[libvirt] [PATCH 1/2] rbd: Add wiping RBD volumes by using rbd_discard() or rbd_write()

John Ferlan jferlan at redhat.com
Thu Jan 21 19:10:02 UTC 2016



On 12/23/2015 10:06 AM, Wido den Hollander wrote:
> This allows user to use the volume wiping functionality of the libvirt
> storage driver.
> 
> This patch also adds a new wiping algorithm VIR_STORAGE_VOL_WIPE_ALG_DISCARD
> 
> By default the VIR_STORAGE_VOL_WIPE_ALG_ZERO algorithm is used and with
> RBD this will called rbd_write() in chunks of the underlying object size
> to completely zero out the volume.
> 
> With VIR_STORAGE_VOL_WIPE_ALG_DISCARD it will call rbd_discard() in the
> same object size chunks which will trim/discard all underlying RADOS objects
> in the Ceph cluster.
> 
> Signed-off-by: Wido den Hollander <wido at widodh.nl>
> ---
>  include/libvirt/libvirt-storage.h |   4 +
>  src/storage/storage_backend_rbd.c | 155 +++++++++++++++++++++++++++++++++++++-
>  tools/virsh-volume.c              |   2 +-
>  3 files changed, 159 insertions(+), 2 deletions(-)
> 

Found these buried in my todo list of things to look at from during the
holiday break. I figure by bumping it'll bring it back into focus...
"Semantically" speaking - this patch is a v2 of the original patch series...

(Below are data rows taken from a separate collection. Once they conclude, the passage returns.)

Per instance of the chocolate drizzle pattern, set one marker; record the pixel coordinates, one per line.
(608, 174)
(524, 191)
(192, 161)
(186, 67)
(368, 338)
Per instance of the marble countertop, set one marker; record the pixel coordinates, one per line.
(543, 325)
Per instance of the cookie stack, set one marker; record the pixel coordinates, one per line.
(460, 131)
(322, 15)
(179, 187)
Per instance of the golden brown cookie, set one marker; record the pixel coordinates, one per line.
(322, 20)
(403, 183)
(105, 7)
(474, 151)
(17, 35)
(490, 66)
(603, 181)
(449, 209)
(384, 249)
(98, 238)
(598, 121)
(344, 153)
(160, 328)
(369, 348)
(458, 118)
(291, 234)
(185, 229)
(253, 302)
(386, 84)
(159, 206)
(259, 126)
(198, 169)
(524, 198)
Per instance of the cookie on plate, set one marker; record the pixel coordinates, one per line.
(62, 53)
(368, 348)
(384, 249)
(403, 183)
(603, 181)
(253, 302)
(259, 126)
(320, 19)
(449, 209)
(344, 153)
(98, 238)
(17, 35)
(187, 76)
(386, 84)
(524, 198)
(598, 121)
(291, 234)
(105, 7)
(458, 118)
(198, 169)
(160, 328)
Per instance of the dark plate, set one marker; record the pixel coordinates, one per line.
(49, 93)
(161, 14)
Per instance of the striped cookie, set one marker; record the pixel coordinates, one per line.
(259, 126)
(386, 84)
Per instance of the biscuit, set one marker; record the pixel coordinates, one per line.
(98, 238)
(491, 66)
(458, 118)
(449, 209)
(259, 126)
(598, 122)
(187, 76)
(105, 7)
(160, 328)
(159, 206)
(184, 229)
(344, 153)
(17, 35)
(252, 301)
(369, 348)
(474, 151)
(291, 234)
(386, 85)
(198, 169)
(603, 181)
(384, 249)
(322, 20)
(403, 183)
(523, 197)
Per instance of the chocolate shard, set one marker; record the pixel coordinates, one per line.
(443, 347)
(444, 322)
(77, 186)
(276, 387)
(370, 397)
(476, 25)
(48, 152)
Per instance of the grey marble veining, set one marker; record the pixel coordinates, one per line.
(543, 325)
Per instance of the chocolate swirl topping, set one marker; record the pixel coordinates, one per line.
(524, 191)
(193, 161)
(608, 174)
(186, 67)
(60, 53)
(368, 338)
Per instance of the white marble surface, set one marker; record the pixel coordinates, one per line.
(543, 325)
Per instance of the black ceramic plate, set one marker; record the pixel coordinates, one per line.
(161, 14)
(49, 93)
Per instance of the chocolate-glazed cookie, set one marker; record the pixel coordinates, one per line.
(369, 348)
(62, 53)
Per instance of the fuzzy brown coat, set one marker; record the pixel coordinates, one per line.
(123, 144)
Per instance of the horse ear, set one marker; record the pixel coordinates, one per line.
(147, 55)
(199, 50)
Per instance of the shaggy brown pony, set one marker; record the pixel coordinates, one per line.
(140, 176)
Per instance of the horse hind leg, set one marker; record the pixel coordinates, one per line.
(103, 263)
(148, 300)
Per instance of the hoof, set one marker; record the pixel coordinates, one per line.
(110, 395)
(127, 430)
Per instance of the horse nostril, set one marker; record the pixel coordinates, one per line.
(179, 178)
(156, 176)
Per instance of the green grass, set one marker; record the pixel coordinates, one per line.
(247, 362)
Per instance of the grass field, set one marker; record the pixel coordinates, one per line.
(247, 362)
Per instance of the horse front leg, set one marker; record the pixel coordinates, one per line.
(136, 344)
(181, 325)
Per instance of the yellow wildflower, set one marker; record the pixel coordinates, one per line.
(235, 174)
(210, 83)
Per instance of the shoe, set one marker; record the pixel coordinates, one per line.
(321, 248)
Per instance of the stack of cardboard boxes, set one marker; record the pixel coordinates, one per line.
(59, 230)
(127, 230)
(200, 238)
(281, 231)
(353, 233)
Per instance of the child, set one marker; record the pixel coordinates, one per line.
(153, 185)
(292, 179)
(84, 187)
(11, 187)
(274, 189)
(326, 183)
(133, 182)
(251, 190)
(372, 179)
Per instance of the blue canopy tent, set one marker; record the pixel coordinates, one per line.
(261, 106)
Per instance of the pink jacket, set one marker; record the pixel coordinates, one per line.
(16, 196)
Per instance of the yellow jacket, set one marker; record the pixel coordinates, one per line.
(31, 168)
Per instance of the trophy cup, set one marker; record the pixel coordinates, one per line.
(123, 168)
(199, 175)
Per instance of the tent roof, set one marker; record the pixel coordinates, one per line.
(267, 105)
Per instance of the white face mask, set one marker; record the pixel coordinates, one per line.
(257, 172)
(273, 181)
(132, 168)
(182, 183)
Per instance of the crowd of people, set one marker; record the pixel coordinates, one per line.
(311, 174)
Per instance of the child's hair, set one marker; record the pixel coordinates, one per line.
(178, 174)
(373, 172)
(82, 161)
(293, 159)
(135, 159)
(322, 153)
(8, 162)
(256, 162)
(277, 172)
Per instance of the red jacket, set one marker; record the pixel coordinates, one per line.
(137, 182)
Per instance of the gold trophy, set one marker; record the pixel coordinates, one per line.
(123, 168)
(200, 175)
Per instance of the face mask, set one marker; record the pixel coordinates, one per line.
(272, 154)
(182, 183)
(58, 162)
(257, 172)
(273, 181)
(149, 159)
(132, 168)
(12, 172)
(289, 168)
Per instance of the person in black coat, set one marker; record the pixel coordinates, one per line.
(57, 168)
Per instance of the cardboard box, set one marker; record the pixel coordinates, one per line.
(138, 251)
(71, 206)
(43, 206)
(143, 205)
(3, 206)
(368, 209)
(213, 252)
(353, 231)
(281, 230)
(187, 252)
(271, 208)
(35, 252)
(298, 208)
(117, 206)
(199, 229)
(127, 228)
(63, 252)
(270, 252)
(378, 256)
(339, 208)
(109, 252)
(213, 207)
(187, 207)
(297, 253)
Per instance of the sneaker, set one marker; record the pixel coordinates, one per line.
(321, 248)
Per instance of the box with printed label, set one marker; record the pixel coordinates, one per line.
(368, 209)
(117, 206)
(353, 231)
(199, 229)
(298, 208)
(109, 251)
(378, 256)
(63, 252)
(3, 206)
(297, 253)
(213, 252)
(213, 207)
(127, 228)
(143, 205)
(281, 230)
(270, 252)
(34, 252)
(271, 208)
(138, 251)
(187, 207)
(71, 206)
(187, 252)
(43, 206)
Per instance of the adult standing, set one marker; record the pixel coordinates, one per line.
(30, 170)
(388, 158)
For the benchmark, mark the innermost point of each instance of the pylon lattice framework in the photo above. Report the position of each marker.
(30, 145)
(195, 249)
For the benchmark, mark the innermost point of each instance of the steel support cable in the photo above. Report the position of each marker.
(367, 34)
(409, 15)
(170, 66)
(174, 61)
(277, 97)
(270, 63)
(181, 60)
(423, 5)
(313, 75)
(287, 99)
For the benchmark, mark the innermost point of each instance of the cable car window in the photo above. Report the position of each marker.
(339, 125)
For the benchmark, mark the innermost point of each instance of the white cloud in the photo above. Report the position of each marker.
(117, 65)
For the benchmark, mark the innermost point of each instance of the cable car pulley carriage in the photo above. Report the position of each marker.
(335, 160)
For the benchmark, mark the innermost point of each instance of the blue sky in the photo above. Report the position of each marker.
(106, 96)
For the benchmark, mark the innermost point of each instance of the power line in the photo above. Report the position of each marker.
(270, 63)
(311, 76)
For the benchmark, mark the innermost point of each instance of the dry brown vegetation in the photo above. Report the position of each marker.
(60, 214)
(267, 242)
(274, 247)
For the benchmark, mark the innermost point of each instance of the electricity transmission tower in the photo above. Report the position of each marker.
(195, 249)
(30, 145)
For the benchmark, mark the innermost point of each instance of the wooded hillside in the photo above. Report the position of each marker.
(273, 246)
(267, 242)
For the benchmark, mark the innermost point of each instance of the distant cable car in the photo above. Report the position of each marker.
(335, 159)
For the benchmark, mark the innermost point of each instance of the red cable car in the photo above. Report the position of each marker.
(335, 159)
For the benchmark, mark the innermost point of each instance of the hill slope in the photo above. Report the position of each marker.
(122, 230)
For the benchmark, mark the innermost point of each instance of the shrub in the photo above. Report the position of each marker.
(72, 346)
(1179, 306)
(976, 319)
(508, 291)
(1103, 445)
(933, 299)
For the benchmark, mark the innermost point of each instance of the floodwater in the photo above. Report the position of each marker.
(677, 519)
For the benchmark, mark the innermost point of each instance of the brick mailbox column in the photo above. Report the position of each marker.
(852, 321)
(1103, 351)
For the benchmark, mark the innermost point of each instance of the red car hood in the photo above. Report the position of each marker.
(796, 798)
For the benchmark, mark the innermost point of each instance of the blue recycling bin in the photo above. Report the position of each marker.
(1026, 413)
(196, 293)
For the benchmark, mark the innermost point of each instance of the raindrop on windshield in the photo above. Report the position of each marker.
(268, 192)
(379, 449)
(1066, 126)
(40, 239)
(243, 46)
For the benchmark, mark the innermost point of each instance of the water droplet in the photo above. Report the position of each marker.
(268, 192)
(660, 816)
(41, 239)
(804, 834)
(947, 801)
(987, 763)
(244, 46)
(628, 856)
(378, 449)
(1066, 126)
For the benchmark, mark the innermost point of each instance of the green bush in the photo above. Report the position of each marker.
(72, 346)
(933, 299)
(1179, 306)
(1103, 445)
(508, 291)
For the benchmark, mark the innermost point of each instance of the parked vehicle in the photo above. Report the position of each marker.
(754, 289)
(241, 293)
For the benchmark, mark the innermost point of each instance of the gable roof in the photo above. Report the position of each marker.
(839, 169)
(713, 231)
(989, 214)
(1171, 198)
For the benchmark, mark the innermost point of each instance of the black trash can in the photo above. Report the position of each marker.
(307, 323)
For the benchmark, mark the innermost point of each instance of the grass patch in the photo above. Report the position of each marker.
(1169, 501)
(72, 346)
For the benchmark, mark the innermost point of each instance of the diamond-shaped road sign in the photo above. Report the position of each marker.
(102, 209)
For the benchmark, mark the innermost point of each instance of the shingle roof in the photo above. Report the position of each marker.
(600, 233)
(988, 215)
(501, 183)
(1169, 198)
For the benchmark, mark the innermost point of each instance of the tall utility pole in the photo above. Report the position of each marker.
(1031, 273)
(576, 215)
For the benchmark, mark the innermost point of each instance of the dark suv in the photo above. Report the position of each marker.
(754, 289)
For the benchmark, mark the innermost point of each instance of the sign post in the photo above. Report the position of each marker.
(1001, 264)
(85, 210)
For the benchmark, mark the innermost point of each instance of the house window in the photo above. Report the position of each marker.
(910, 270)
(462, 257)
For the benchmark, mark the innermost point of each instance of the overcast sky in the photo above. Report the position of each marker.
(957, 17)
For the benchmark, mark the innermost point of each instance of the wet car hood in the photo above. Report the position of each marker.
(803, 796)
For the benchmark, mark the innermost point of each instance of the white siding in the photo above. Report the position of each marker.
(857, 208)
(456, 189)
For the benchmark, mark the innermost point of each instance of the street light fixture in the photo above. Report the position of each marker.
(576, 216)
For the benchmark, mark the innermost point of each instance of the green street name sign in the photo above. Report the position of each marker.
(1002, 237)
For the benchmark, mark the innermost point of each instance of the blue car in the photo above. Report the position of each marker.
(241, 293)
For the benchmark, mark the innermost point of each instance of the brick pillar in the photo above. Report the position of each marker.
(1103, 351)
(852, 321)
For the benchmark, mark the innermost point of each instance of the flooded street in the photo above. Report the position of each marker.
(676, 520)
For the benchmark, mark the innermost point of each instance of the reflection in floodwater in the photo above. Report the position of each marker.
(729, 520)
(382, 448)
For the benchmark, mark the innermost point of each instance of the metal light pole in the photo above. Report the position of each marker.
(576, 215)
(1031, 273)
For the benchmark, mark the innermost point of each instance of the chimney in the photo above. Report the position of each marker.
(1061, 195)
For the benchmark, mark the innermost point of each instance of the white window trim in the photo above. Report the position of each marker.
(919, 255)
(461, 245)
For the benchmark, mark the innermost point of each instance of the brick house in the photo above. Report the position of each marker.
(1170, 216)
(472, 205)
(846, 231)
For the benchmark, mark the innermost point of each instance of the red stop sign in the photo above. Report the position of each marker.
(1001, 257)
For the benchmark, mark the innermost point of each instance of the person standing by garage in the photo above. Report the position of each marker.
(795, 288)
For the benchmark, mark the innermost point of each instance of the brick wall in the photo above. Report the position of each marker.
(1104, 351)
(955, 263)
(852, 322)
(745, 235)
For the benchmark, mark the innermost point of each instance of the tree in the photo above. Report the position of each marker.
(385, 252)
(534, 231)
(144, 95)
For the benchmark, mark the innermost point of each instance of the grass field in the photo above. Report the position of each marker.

I'm still a bit conflicted whether to add a new option to Wipe or
whether a new API should be developed. I see value in both options.
Although perhaps thinking of this as "trim" and not "discard" could make
it more palatable for wipe. As a new API, each backend driver could
decide whether it supports the discard/trim option, but that's quite a
bit more work (essentially mimic the Wipe functionality, but generate Trim).

I'll note off the top that if we go with adding a new wipe algorithm and
we've updated virsh-volume.c to recognize that, then virsh.pod would
also need an update to describe it.

Also rather than one patch here - I suggest smaller individual patches
to make it easier to debug issues down the line when using git bisect. I
see perhaps 4 patches...

Patch 1:
You probably want to start by adjusting virStorageBackendVolWipeLocal.
In particular, the switch statement there needs some tweaking - first to
use the "switch ((virStorageVolWipeAlgorithm) algorithm) {" construct,
but also fixing a 'bug' I just noted in the current design. If the
current 'default:' option is taken, the code reports an error, but still
attempts the SCRUB command (which will return/cause a different error).
BTW: Instead of default it would the *_LAST case... If you're really
ambitious, adding a check for the "expected" 'flags' bits would also be
beneficial especially since you'll be adding one.

Patch 2:
Add wipe support for rbd and add the Zero algorithm. This gives a base.
The switch in virStorageBackendRBDVolWipe could still remain, but the
Flags would only be for _ZERO

Patch 3:
Then add a the 'trim' option to libvirt-storage.h, virsh-volume.c, and
virsh.pod...

Patch 4:
This patch would add the 'trim' support to the backend. Also grab
virStorageBackendRBDImageInfo from patch 2.  You're making the same
'stripe_count' call in this patch, but don't have the same checks. If
you're concerned about the perhaps extra unnecessary calls you could
allow the 3 return parameters to be NULL, then prior to fetching do "if
(param)" type trick.  The caller could then provide a NULL if they don't
care about features and unit...


> diff --git a/include/libvirt/libvirt-storage.h b/include/libvirt/libvirt-storage.h
> index 2c55c93..139add3 100644
> --- a/include/libvirt/libvirt-storage.h
> +++ b/include/libvirt/libvirt-storage.h
> @@ -153,6 +153,10 @@ typedef enum {
>  
>      VIR_STORAGE_VOL_WIPE_ALG_RANDOM = 8, /* 1-pass random */
>  
> +    VIR_STORAGE_VOL_WIPE_ALG_DISCARD = 9, /* 1-pass, discard all data on the
> +                                                     volume by using TRIM or
> +                                                     DISCARD */

Assuming we use wipe, I think "TRIM" with the description of the option
to be "trimming" the contents of the volume. Whether that's sparse
files, thin/sparse logical volumes, or rbd object discarding...  The
aren't your problem to solve here, unless you have that desire to make
those changes too. Also, the 2nd/3rd comments should line up under 1-pass...

> +
>  # ifdef VIR_ENUM_SENTINELS
>      VIR_STORAGE_VOL_WIPE_ALG_LAST
>      /*
> diff --git a/src/storage/storage_backend_rbd.c b/src/storage/storage_backend_rbd.c
> index cdbfdee..d13658d 100644
> --- a/src/storage/storage_backend_rbd.c
> +++ b/src/storage/storage_backend_rbd.c
> @@ -32,6 +32,7 @@
>  #include "base64.h"
>  #include "viruuid.h"
>  #include "virstring.h"
> +#include "virutil.h"

This isn't necessary I believe.  I was able to remove without issue.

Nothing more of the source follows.